The agent loop handles the rest. It inspects the schema, discovers the `orders` and `products` tables, writes a JOIN with a date filter, executes the query, generates a bar chart, and summarizes: "Electronics led with $42,300 in revenue last month, followed by Apparel at $31,800."

## Production Hardening Tips

**Query cost limits.** Wrap the executor with a timeout and a row cap so a poorly written query cannot lock the database or return millions of rows.

**Schema caching.** Call `inspect_schema` once per session and inject the result into the agent instructions rather than calling the tool on every question.

**Parameterized queries.** For databases with user-supplied filter values, extend the executor to accept parameters and use parameterized queries to prevent SQL injection.

## FAQ

### Can this agent handle JOINs across multiple tables?
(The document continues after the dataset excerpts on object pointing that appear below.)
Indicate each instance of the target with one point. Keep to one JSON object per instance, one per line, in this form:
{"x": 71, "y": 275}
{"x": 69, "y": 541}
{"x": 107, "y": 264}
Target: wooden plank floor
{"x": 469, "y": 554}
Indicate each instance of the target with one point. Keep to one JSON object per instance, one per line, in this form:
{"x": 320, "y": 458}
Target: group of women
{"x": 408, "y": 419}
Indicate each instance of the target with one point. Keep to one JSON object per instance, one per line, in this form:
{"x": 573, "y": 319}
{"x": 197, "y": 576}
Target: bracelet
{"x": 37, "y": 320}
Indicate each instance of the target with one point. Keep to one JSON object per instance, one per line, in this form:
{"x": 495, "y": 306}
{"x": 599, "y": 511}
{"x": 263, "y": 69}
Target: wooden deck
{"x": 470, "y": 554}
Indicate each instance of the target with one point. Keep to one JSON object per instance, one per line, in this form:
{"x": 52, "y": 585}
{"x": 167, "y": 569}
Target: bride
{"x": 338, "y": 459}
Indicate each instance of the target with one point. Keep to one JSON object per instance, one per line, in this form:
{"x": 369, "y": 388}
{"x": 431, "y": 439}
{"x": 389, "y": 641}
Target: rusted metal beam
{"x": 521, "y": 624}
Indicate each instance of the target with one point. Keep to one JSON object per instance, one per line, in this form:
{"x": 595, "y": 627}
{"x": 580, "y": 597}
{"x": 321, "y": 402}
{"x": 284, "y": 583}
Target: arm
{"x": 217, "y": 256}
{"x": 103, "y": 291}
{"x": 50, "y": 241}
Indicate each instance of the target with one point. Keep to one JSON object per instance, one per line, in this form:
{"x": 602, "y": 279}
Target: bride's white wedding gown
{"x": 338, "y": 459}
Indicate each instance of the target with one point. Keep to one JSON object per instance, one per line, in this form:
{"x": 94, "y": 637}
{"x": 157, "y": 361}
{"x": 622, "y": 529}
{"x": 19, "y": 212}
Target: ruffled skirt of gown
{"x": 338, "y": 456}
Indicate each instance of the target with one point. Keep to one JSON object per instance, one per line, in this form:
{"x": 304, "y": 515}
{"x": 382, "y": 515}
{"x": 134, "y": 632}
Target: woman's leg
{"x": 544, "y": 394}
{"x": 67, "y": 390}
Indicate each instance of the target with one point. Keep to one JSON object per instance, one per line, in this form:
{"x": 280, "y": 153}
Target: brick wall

Yes. By providing the full schema — including foreign key relationships — the LLM reliably generates multi-table JOINs. Include sample rows in the schema description if the column names are ambiguous.

### How do I prevent the agent from running destructive queries?

The executor shown above rejects any query that does not start with SELECT. For stronger guarantees, connect with a read-only database user that has no INSERT, UPDATE, or DELETE privileges at the database level.

### What if the generated SQL is incorrect?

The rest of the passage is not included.